Suggest npm ci in main readme

[denis-sokolov]

Stricter and faster install command meant for CI environments. Forgive me if this has already been considered, a cursory search in the issue tracker did not find anything related.

[XhmikosR]

The thing is that npm ci requires a package-lock.json file to be present and not everyone might have one. Although it is the default. Just something to consider.

https://docs.npmjs.com/cli/ci.html#description

[denis-sokolov]

That’s a good point that I’ve missed.

I think that it’s still a good idea to use ci. For starters, someone using GitHub Actions is reasonably likely to be more prepared. Even if they aren’t, npm displays a clear explanation what’s going wrong: “cipm can only install packages with an existing package-lock.json. [..] Run an install with npm@5 or later to generate it, then try again.” They can then generate the lockfile or replace npm ci with npm install themselves.

Going the other way around, from install to ci is less easily discoverable.

[wereHamster]

Furthermore, npm ci deletes the node_modules folder if it exists. If you have an earlier step which has restored it from cache, it'll actually make the caching pointless.

[denis-sokolov]

ci absolutely makes caching pointless. The PR as suggested does not forbid users to set up caching, but the examples in the documentation, the ones that do not have caching set up, will be faster.

[timoxley]

The thing is that npm ci requires a package-lock.json file to be present and not everyone might have one.

@XhmikosR

npm has created package-lock files by default for a number of years now, I think it's safe to default these to on. Anyone who is turning them off knows what they're doing.

[okuryu]

I never use package-lock.json file for libraries.
sindresorhus/ama#479 (comment)

I would like to suggest checking lock file like this.

      - name: Install
        run: |
          if [ -f package-lock.json ]; then
            npm ci
          else
            npm install
          fi

[timoxley]

I would like to suggest checking lock file like this.

Agreed

[denis-sokolov]

The suggested conditional makes sense in the implementation of some automated action, but this PR talks about the documentation for the users, code samples to copy and paste. Conditional there makes the sample too big and misleads our users’ teammates as to why the lock file is sometimes there.

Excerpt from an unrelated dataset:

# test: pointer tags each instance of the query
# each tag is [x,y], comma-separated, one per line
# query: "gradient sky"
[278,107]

Seeing how there is no interest in merging this, closing.

[akd-io]

I still believe this would be useful. I personally read the docs and thought, "wait, npm ci isn't best practice anymore?" and spent half an hour finding out.

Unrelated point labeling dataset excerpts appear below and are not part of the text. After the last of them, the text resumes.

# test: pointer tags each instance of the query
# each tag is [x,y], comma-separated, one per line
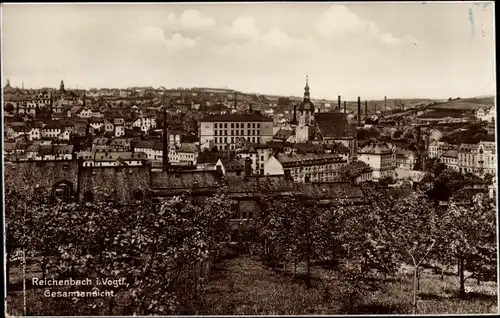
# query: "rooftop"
[237,117]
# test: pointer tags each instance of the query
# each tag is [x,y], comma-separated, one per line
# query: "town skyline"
[257,48]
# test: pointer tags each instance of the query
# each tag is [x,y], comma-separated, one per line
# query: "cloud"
[179,42]
[340,22]
[194,20]
[277,38]
[244,28]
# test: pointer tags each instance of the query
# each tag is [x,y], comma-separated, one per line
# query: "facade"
[306,117]
[380,158]
[477,158]
[306,167]
[223,130]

npm has created package-lock files by default for a number of years now, I think it's safe to default these to on. Anyone who is turning them off knows what they're doing.

@timoxley

I believe this is very true, add another year since this issue was closed.

[arabold]

Running npm install for a CI/CD is fundamentally flawed. It might be acceptable for running tests, but if you rely on reproducible results you cannot and must not use npm install. The problem is that npm install will choose whatever version is the newest and that still matches your semver range specified in package.json. This often works well for some time, but if you suddenly get burned by a broken dependency introduced through a patch release, you potentially will spend hours trying to figure out which exact version you used before. Without a package-lock.json you have zero traceability and virtually no chance of reproducing the exact previous build ever again. Quite frankly, anybody suggesting otherwise never had to deal with a broken production build because a fricking dev dependency broke on the CI/CD side 🙄

Anyhow, I'll stop ranting now. I'm with the original author of this post that the documentation should be updated to suggest npm ci instead of npm install 💯. Even if that's just cosmetics for some people, many new users will simply copy-paste from whatever is stated in the README.md.

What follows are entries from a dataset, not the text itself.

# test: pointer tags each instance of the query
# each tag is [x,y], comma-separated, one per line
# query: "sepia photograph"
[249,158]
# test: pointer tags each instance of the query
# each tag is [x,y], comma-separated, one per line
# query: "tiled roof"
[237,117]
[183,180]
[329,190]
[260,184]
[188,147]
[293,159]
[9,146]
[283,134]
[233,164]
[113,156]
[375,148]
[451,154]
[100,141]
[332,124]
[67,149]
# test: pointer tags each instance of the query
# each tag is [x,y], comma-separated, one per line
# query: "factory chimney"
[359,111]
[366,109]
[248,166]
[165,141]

Side note: I usually use npm ci --prefer-offline --no-audit on my CI/CD builds as it is slightly faster - no online check if the packages are already cached locally and no auditing, as there probably won't be anybody reading the audit log on the CI/CD machine anyway.

tl;dr. Please update the documentation to state npm ci instead of npm install. 🙏

[akd-io]

Great insight @arabold, thanks a lot! ❤️

[jonkoops]

Furthermore, npm ci deletes the node_modules folder if it exists. If you have an earlier step which has restored it from cache, it'll actually make the caching pointless.

This is actually false. npm ci does indeed remove the node_modules directory, but that does not make the caching pointless. In fact, the node_modules are not cached at all but rather the global NPM cache directory (as can be seen here).

[jonkoops]

I've opened up a PR under #326 to improve the documentation with these sensible defaults (also for Yarn and PNPM).